4.3. Quelle formation pour développer le pôle numérique

Le rapprochement de l’IUFM et de l’université est-elle une étape pour favoriser ce que souhaite M. Fourgous ? On peut en douter quand on sait la motivation essentiellement économique, mais aussi politicienne, de ce rapprochement. La rédaction de mémoires professionnels existait auparavant, plus ou moins proches de la Recherche, selon la proposition de l’étudiant ou du stagiaire, comme aujourd’hui, sans que la réforme dont on parle opère un tel rapprochement qui impacte sur la carrière de l’enseignant, sur le court ou le long terme, comme il n’y a pas ensuite de formation associée et continue.

La comparaison donnée avec les pays d’Europe du Nord est mal venue. On donne des chiffres en Finlande, aux Pays-Bas, en Norvège, au Royaume-Uni, mais là encore rien ne dit que l’on doit en rougir, si ce n’est M. Fourgous, écrivant que « tous les pays d’Europe du Nord ont réellement investi dans la formation aux outils et usages du numérique de leurs enseignants » (p. 141), alors que « l’équipement des instituts de formation français et des universités est très variable » (p. 142), sans chiffres à l’appui pour soutenir cette opposition. On va éventuellement dans le détail (p. 145-148), ce qu’on ne fait pas pour les exemples étrangers, afin de continuer à construire de fausses évidences à partir de riens, et c’est poussif au possible. Cela se termine, une rengaine, avec des considérations négatives, démagogiques, envers les enseignants (p. 150).

Alors qu’il existe une réelle demande au sujet de stages d’établissement réguliers (parfois de stages disciplinaires sur des outils spécifiques) pour développer des compétences pédagogiques avec les outils numériques nouveaux (du vidéoprojecteur au TNI, de la salle informatique à la classe mobile, du traitement de texte au wiki), M. Fourgous propose un fouillis d’idées [6] qui s’appuient, c’est toujours important de le dire, sur des chiffres manipulées et sur des considérations erronées. Dans son désamour des enseignants, il s’agit pour lui d’ingérence, d’obligation (assumée p. 154, en s’appuyant sur les modèles étrangers !), alors qu’il y aurait matière à développer des moyens de formation d’équipes pour faciliter les nouveaux usages (jusqu’à l’e-portfolio si ce n’est effectivement pas trop lourd).

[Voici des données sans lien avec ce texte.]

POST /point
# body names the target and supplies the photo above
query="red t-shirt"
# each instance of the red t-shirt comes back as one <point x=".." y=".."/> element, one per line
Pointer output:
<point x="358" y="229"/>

On retrouve toutefois l’idée plus loin dans le ’programme’ de M. Fourgous, aux pages 204-207 : mais si la formation en ligne est une idée intéressante (elle existe déjà via les listes professionnelles et la veille informationnelle en discipline), il convient plutôt, à mon humble avis, d’insister sur la formation réelle, en équipe pédagogique, sur des propositions de stage d’établissement sur différents thèmes et sur un ensemble de problématiques, comme il semble en effet que les stages externalisés n’aient pas d’effet probant sur les pratiques à long terme [7].

LIRE LA SUITE : 5. Autodidaxie naturelle et management des enseignants

Notes

[1Commission européenne- Eurydice (2011).. Key data on Learning and Innovation throught ICT at School in Europe. Education, Audiovisual and Culture Executive Agency. En ligne. Consulté le 9 mai 2012 http://eacea.ec.europa.eu/education/eurydice/documents/key_data_series/129EN.pdf

[2Depp (2010). Les technologies de l’information et de la communication (TIC) en classe au collège et au lycée : éléments d’usages et enjeux. Les Dossiers. Direction de l’évaluation, de la prospective et de la performance- Ministère de l’Éducation nationale. Octobre 2010. En ligne. Consulté le 9 mai 2012 http://media.education.gouv.fr/file/197/18/9/Dossier197_158189.pdf

[3European Schoolnet (2006). Balanskat, A., Blamire, R., Kefala, S. The ICT Impact Report. A review of studies of ICT impact on schools, Brussels. En ligne. Consulté le 24 février 2012 http://ec.europa.eu/education/pdf/doc254_en.pdf Cuban, L. (2001). Oversold and underused : Computers in the classroom, Harvard University Press, Cambridge, Massachusetts, London. En ligne. Consulté le 9 mai 2012 http://www.hull.ac.uk/php/edskas/Cuban%20article%20-%20oversold.pdf

[4OCDE (2001), Knowledge and Skills for Life – First Results from PISA 2000, OECD, Paris. En ligne. Consulté le 22/07/2014. Disponible sur : http://www.oecd.org/education/school/programmeforinternationalstudentassessmentpisa/33691620.pdf

[5OCDE (2003), Learners for Life : Student Approaches to Learning : Results from PISA 2000, OECD, Paris. En ligne. Consulté le 9 mai 2012 http://www.oecd.org/dataoecd/43/2/33690476.pdf

[6Quel besoin d’ambassadeurs du numérique ? il faut des formateurs, pas des missionnaires. Quel besoin et quel intérêt d’une école virtuelle sur un ENT ? C’en est presque ridicule. Et quelle idée de « faire confiance aux enseignants innovants » ? Sur quelle idéologie se fonde-t-on pour cela ? Et les autres ? On ne leur fait pas confiance... ? Et pourquoi le sommatif viendrait à brûle-pourpoint, magie, tant décrié dans le rapport, afin de favoriser le numérique par ailleurs... ?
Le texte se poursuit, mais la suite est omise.